High-Throughput Precision Phenotyping of Left Ventricular Hypertrophy with Cardiovascular Deep Learning

Left ventricular hypertrophy (LVH) results from chronic remodeling caused by a broad range of systemic and cardiovascular disease including hypertension, aortic stenosis, hypertrophic cardiomyopathy, and cardiac amyloidosis. Early detection and characterization of LVH can significantly impact patient care but is limited by under-recognition of hypertrophy, measurement error and variability, and difficulty differentiating etiologies of LVH. To overcome this challenge, we present EchoNet-LVH - a deep learning workflow that automatically quantifies ventricular hypertrophy with precision equal to human experts and predicts etiology of LVH. Trained on 28,201 echocardiogram videos, our model accurately measures intraventricular wall thickness (mean absolute error [MAE] 1.4mm, 95% CI 1.2-1.5mm), left ventricular diameter (MAE 2.4mm, 95% CI 2.2-2.6mm), and posterior wall thickness (MAE 1.2mm, 95% CI 1.1-1.3mm) and classifies cardiac amyloidosis (area under the curve of 0.83) and hypertrophic cardiomyopathy (AUC 0.98) from other etiologies of LVH. In external datasets from independent domestic and international healthcare systems, EchoNet-LVH accurately quantified ventricular parameters (R2 of 0.96 and 0.90 respectively) and detected cardiac amyloidosis (AUC 0.79) and hypertrophic cardiomyopathy (AUC 0.89) on the domestic external validation site.
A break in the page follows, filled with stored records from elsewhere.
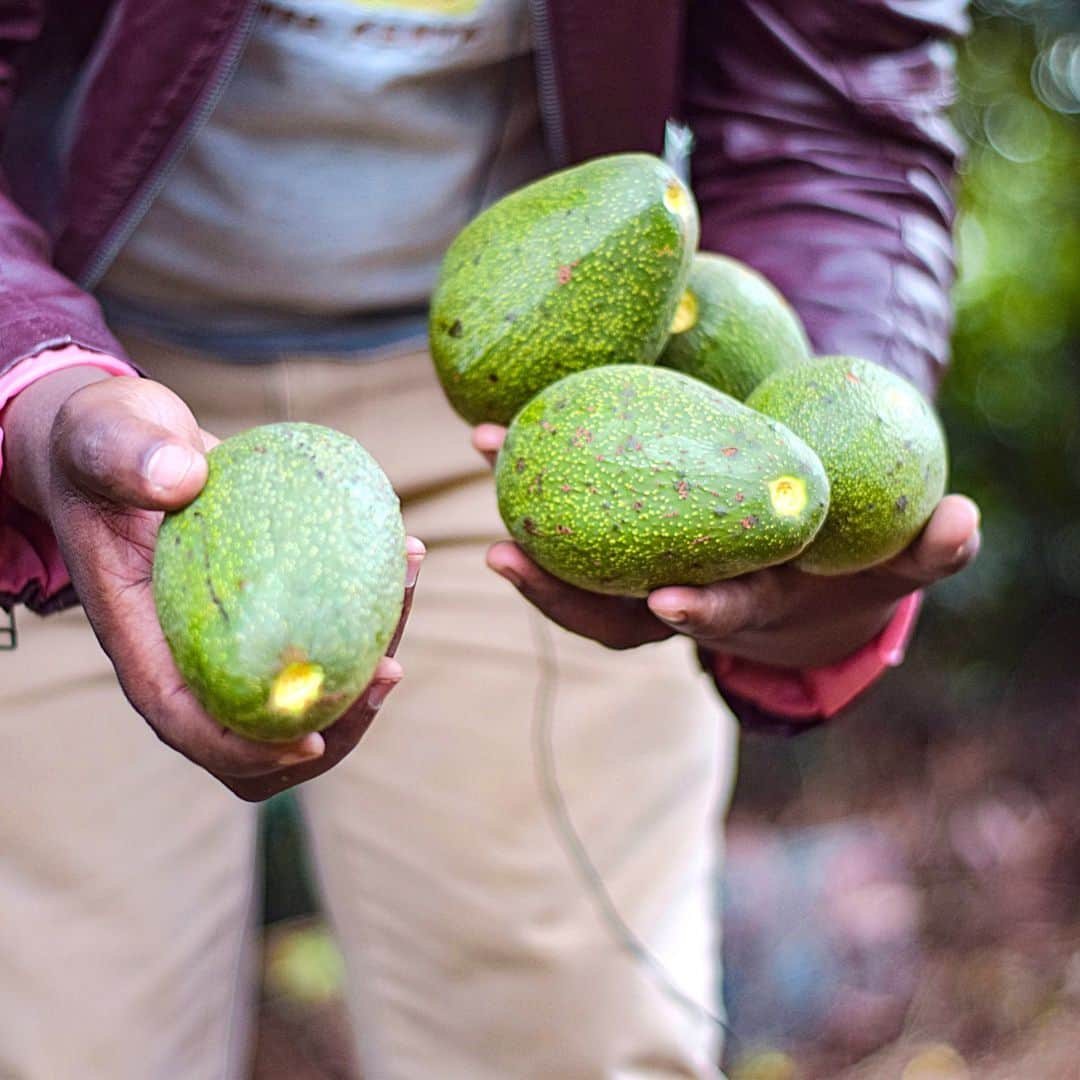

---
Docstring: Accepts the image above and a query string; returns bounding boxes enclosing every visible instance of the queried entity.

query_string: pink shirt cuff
[0,345,138,610]
[711,593,922,720]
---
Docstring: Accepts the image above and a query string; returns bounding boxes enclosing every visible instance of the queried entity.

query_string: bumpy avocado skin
[496,365,828,596]
[747,356,947,575]
[429,153,698,423]
[153,423,405,741]
[659,252,810,402]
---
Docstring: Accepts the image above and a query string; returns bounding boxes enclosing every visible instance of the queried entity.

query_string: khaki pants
[0,341,734,1080]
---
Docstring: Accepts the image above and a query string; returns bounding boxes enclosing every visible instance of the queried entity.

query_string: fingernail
[367,683,397,710]
[146,443,194,490]
[278,751,322,765]
[495,566,522,589]
[652,608,686,623]
[949,535,978,566]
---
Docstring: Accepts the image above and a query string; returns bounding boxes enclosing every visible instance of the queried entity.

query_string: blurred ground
[254,611,1080,1080]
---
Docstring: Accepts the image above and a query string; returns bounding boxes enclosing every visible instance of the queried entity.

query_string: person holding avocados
[0,0,978,1080]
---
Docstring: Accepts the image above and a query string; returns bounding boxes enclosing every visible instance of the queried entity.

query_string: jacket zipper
[529,0,569,165]
[78,0,259,289]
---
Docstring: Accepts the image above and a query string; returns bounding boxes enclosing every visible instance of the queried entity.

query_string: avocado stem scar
[672,289,698,334]
[270,661,326,716]
[769,476,807,517]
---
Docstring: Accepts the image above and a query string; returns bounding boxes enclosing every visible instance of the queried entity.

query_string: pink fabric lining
[712,592,922,720]
[0,345,138,608]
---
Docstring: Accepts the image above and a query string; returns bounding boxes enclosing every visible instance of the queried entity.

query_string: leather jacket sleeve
[684,0,967,393]
[0,0,123,373]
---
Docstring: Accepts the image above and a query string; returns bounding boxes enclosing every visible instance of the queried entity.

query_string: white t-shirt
[99,0,548,356]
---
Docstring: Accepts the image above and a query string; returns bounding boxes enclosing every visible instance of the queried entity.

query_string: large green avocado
[660,252,810,401]
[429,153,698,423]
[153,423,405,741]
[746,356,947,573]
[496,364,828,596]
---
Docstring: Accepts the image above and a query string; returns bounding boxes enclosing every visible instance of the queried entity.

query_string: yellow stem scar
[270,661,326,716]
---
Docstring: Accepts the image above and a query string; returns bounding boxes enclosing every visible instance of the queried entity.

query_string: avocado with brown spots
[660,252,810,401]
[746,356,947,573]
[153,423,405,741]
[496,364,828,596]
[429,153,698,423]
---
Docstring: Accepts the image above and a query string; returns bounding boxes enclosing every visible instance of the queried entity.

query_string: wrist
[0,364,111,517]
[706,592,922,731]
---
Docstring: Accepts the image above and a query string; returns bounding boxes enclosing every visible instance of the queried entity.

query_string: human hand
[473,424,980,669]
[3,367,423,801]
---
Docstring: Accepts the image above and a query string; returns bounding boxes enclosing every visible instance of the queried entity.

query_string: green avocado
[659,252,810,401]
[153,423,405,742]
[429,153,698,423]
[496,364,828,596]
[746,356,947,573]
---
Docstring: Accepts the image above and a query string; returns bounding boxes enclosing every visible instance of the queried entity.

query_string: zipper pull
[0,608,18,652]
[664,120,693,187]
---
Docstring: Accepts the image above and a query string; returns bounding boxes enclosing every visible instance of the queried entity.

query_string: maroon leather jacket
[0,0,966,391]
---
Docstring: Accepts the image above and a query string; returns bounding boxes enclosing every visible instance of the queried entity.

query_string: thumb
[883,495,981,585]
[53,379,206,510]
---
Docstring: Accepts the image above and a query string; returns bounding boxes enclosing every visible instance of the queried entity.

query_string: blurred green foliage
[920,0,1080,696]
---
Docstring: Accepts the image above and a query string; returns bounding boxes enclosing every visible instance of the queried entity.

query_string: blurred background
[248,0,1080,1080]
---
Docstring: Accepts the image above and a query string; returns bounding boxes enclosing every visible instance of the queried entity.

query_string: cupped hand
[473,424,980,667]
[4,368,423,800]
Leveraging measurements across multiple heart beats, our model can more accurately identify subtle changes in LV geometry and its causal etiologies. Compared to human experts, EchoNet-LVH is fully automated, allowing for reproducible, precise measurements, and lays the foundation for precision diagnosis of cardiac hypertrophy. As a resource to promote further innovation, we also make publicly available a large dataset of 23,212 annotated echocardiogram videos.